Si chiama Pietro Riggio, 54 anni, uno dei pentiti che hanno parlato anche del leader di Confindustria Antonello Montante. Riggio dice che un ex poliziotto gli avrebbe “confidato di aver partecipato alla fase esecutiva delle strage Falcone e si sarebbe occupato del riempimento del canale di scolo dell’autostrada con l’esplosivo, operazione eseguita tramite l’utilizzo di skate-bord”.

I magistrati, da sempre scettici sull’ipotesi che a Capaci ci sia stato un “doppio cantiere” per la strage del 23 maggio 1992, non sono convinti delle dichiarazioni del pentito. La storia processuale sulle Stragi, infatti, racconta solo di uomini delle cosche presenti attorno all’autostrada dove furono uccisi Falcone, la moglie e gli agenti di scorta.

 “Ma perché non ha mai parlato prima di questo ex poliziotto?”, hanno chiesto il procuratore aggiunto di Caltanissetta Gabriele Paci e il procuratore aggiunto di Firenze Luca Turco, il 7 giugno dell’anno scorso. “Fino ad oggi ho avuto paura di mettere a verbale certi argomenti, temevo ritorsioni per me e per la mia famiglia. Ma, adesso, i tempi sono maturi perché si possano trattare certi argomenti” ha detto Riggio. Dunque, una serie di dettagli su quel misterioso agente che hanno convinto la procura nazionale antimafia a convocare una riunione sulle nuove rivelazioni.
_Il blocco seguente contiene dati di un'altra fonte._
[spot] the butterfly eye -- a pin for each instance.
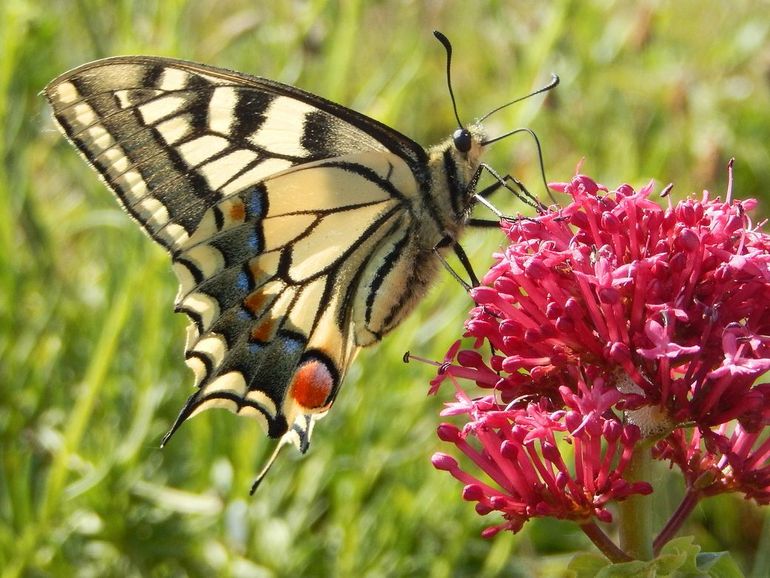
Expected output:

Per approfondire il caso. Con Federico Cafiero De Raho si sono ritrovati i magistrati delle procure di Palermo, Caltanissetta, Catania, Reggio Calabria e Firenze, che si occupano a vario titolo di filoni riguardanti le bombe del ’92-’93.  

Le rivelazioni

Le rivelazioni di Riggio arrivano dal processo bis d’appello per la strage di Capaci, in cui il procuratore generale Lia Sava ha depositato alcuni verbali del collaboratore. L’ex boss fa il nome del “turco”, spiega di averlo conosciuto nel carcere di Santa Maria Capua Vetere. Nel 2000, viene scarcerato: l’ex poliziotto recluta il mafioso per fare parte di una non ben identificata struttura dei Servizi che si occupa della ricerca di latitanti. Riggio passa qualche notizia. In quel periodo alcuni investigatori della Direzione investigativa antimafia agganciano il mafioso nisseno. “Avrei dovuto dare loro una mano per la cattura di Provenzano, indicando le persone che erano in contatto con lui, insomma diventando una sorta di infiltrato” spiega Riggio. Riggio era cugino di Carmelo Barbieri, mafioso legato all’entourage del padrino di Corleone.